To put things into perspective, over the course of 2020, the Federal Reserve printed nearly 50% of all dollars that have ever come into existence, a striking figure to say the least. A similar trend was also witnessed across Europe and Asia where governments issued large stimulus packages amidst the coronavirus pandemic, thereby diluting their local fiat currencies in a big way.

This aforementioned money printing coupled with the explosive growth of the crypto market over the course of the last few months has resulted in an increasing number of people seeking out ways through which they can use their crypto holdings to draw income streams. In this article, we will explore some of these avenues, so without any further ado, let’s get straight into the heart of the matter.


The term ‘crypto mining’ has become quite popular in recent times, especially with people now going as far as using their smartphones to mine certain digital assets (such as Pi token). However, what does the term actually mean? 

In its most basic sense, mining refers to the act of using one’s digital computing power in order to secure a blockchain network. As a reward for one’s effort, the individual is presented with tokens associated with the particular ecosystem.

Even though mining is one of the oldest ways through which a person can draw a passive income stream it is still one of the most lucrative. Not only that, to become a miner it is not necessary for the person to own any cryptocurrencies. 

Though mining premier cryptocurrencies like Bitcoin, Ethereum has become increasingly more difficult over the years, with users required to possess extremely expensive gear, there are still a number of low hash rate Proof-of-Work coins that can be mined using everyday computers and laptops. Lastly, mining does require a certain level of technical expertise, especially since users have to learn how to set-up, operate and maintain their equipment.


One can consider staking to be a less-resource intensive version of ‘mining’. The process is fairly straightforward and can be facilitated by storing one’s funds in a wallet and performing certain network functions — i.e. transaction validation transactions — in order to receive rewards. The ‘stake’ one has within a network is directly proportional to the incentives one can receive at any given time. 

To further expound on the process, in order to stake one’s coins, users are required to set up a staking wallet and hold their coins there. Additionally, users can also choose to delegate their funds to a ‘staking pool’, thus allowing them to gain access to even more incentives.

Simply put, staking is one of the easiest and most risk-free means of increasing one’s holdings. That being said, there are some projects that do employ certain shady tactics — such as artificially inflating their return rates — and thus it is of utmost importance that users do their research before indulging in such activities.


Much like in traditional finance, there are now a number of crypto platforms that allow users to earn interest on their crypto holdings by simply locking their assets in a ‘lending pool’. 

In this regard, it bears mentioning while traditional savings accounts provide users with interest rates ranging anywhere between 0.2% to 0.6% at max, most crypto lending platforms offer rates ranging from anywhere between 5% to as high as 15%.

One small catch worth considering is that since most crypto assets are subject to a lot of volatility, the annual percentage yield (APY) on these assets can swing quite wildly (on a weekly basis) from platform to platform. 

In short, lending is ideal for long-term holders, especially those individuals looking to maximize their holdings with the least amount of effort involved.
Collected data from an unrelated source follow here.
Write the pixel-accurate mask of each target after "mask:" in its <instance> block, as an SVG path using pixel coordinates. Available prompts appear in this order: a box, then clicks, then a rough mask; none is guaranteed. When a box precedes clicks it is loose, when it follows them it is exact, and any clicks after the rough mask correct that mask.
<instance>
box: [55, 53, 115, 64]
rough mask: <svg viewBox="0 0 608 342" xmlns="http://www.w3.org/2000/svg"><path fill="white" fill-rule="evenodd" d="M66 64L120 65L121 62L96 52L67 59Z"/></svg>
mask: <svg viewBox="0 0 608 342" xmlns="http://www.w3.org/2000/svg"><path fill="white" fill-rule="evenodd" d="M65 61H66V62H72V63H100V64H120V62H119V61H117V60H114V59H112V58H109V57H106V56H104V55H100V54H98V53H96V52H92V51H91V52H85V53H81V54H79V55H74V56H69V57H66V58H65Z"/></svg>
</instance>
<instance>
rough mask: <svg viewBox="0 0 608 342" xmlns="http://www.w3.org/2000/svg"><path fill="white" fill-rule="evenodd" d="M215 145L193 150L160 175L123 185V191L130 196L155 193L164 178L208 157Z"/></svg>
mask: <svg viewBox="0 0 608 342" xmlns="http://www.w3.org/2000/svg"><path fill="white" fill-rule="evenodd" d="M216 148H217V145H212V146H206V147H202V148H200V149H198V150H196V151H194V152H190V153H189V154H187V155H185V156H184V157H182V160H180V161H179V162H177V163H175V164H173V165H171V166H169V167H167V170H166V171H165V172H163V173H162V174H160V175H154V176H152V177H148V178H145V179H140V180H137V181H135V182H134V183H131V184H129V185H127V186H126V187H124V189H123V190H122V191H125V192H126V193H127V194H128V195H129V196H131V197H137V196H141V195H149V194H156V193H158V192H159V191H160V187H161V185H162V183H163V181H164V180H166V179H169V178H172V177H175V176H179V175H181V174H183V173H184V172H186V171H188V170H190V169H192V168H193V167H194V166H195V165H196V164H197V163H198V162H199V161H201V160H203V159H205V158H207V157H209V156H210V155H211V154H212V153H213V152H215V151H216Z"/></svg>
That said, there is a very small risk that the smart contract facilitating one’s lending operations might be buggy, thus opening up one’s funds to some external, third-party threats.


In its most basic sense, an airdrop is a promotional activity that is quite commonly employed by blockchain startups to help generate hype around their project. As part of an airdrop, companies distribute cryptocurrency tokens for free to individuals interested in obtaining them.

In order to take advantage of such an opportunity, all one has to do is simply possess a wallet address associated with the token being airdropped at the time of the event. That’s literally it.

However, it best to do one’s research before participating in any such event, especially if the project’s operators ask you to send them your private keys or promises to give you more crypto back at a later date in exchange for your assets.